There are 3 components that make up EMDIAG:  repvfy, omsvfy and agtvfy.   Today, one of the features I am introducing you to is in repvfy.  This is the component that pulls data from the EM repository.

repvfy diag all  

This is my go to these days.  Instead of tell the customer I need X, Y, Z and A, B, C, I get this.   The diag all runs through various EMDIAG reports that are frequently used in troubleshooting issues with support and development.  It runs the different reports and zips them into a file that can then be uploaded easily.    There’s also a shorter version repvfy diag core.
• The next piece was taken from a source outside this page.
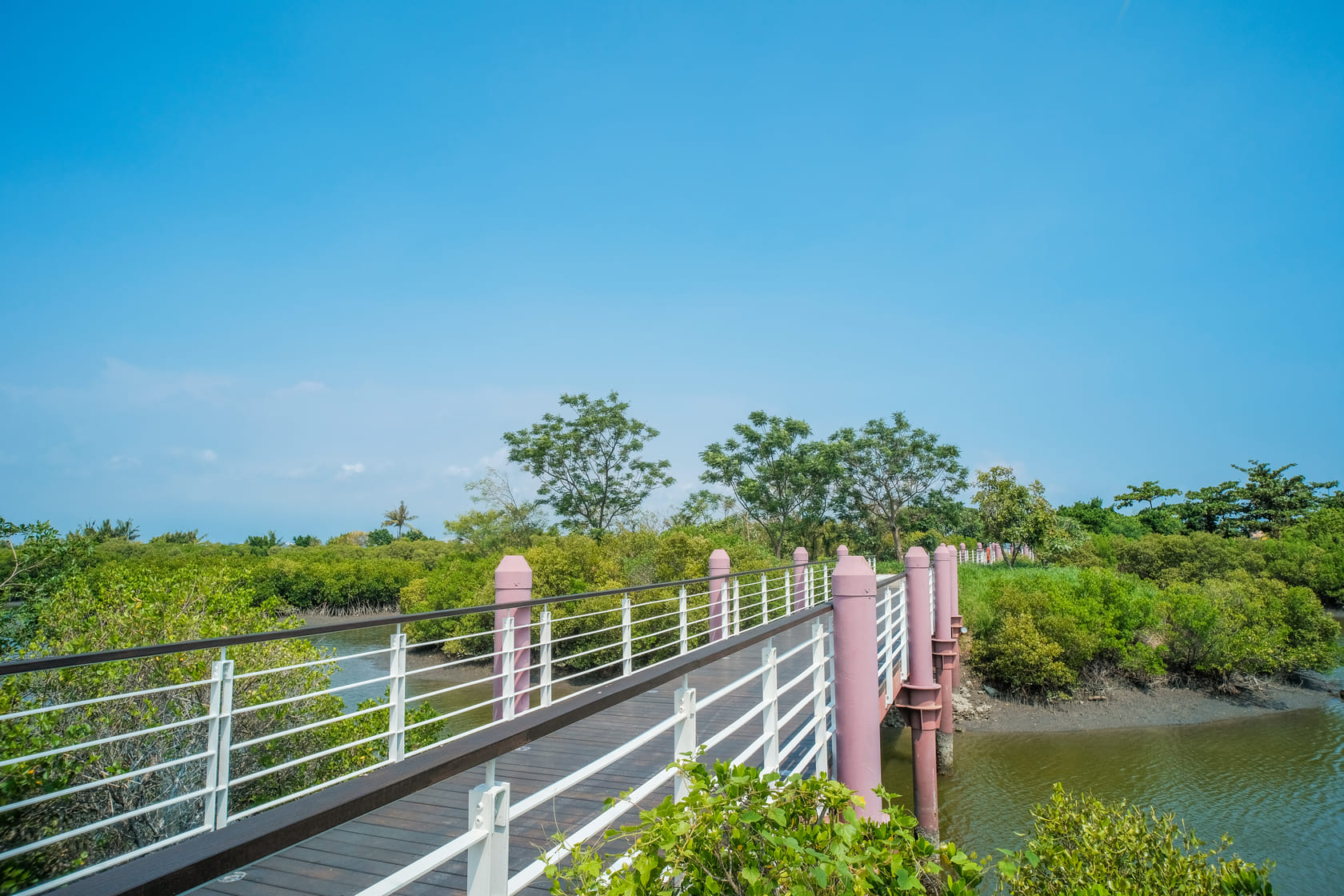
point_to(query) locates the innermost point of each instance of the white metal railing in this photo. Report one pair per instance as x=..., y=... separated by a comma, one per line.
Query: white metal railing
x=792, y=741
x=261, y=724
adding: advisor_day_2015_07_06_084304.log (deflated 81%)
adding: advisors_2015_07_06_084304.log (deflated 83%)
adding: agent_health_2015_07_02_120925.log (deflated 83%)
adding: analyze.log (deflated 83%)
adding: backlog_2015_07_06_084304.log (deflated 84%)
adding: body1.log (stored 0%)
adding: body2.log (stored 0%)
adding: body3.log (stored 0%)
adding: cursor_2015_07_06_084304.log (deflated 84%)
adding: custom_2015_07_06_084304.log (deflated 86%)
adding: deinstall.log (deflated 79%)
adding: details_2015_07_02_082451.log (deflated 82%)
adding: details_2015_07_02_082451.sql (deflated 68%)
adding: details_2015_07_06_084304.log (deflated 87%)
adding: details_2015_07_06_084304.sql (deflated 74%)
adding: errors_2015_07_06_084304.log (deflated 83%)
adding: install.log (deflated 80%)
adding: job_health_2015_07_06_084304.log (deflated 83%)
adding: loader_health_2015_07_06_084304.log (deflated 91%)
adding: metric_stats_2015_07_06_084304.log (deflated 92%)
adding: mtm_2015_07_06_084304.log (deflated 89%)
adding: notif_health_2015_07_06_084304.log (deflated 85%)
adding: performance_2015_07_06_084304.log (deflated 88%)
adding: ping_health_2015_07_06_084304.log (deflated 76%)
adding: pkg.log (deflated 62%)
adding: space_2015_07_06_084304.log (deflated 91%)
adding: system_2015_07_06_084304.log (deflated 86%)
adding: task_health_2015_07_06_084304.log (deflated 83%)
adding: upgrade2.log (stored 0%)
adding: verify.log (deflated 89%)
adding: verify_2015_07_02_082451.log (deflated 49%)
adding: verify_2015_07_06_084304.log (deflated 45%)
adding: views.log (deflated 82%)

File created: /u01/oracle/em12r5/oms/emdiag/tmp/

So just what does it gather information about?   Here’s a one line summary of each report:

advisors  – ADDM, ASH and AWR reports from the repository database
agent_health – summary of deployed agents, plugins and targets as well as availability and ping statistics
backlog – statistics from dbms_scheduler, loader subsystem, job subsystem, notification subsystem and the task/worker subsystem
cursor – cursor parameters and statistics for EM SQL
custom – summary of EM customizations done
errors – targets, agents, plugins, metrics, collections, jobs in error
job_health – summary of job subsystem configuration, statistics and performance
loader_health – summary of loader subsystem configuration, statistics and performance
metric_stats – performance summary of repository, loader subsystem, purge policies and metrics including top targets and metrics
mtm – summary of Repository and OMS configuration, housekeeping jobs, agent and plugin deployments
notif_health – summary of notification subsystem configuration, statistics and performance
performance – performance summary of repository, OMS, agents and internal subsystems.
ping_health – summary of agent ping jobs and communication
space – summary of schema statistics collections, table/index sizes and fragmentation
system – full configuration summary
task_health – summary of task subsystem configuration, statistics and performance
verify/details – the standard verification checks with detailed output

So depending on the issue you’re seeing, I will typically look at various reports.    If you have problems with notifications, I’m obviously going to go through the notif_health and probably the backlog and job_health reports.   If I’m just trying to get a good understanding of how your system is built, what targets you manage and what you’re doing with them, I’d start with the system and custom reports.

In future posts, we’ll break down some of these reports in detail, but that’s it for today!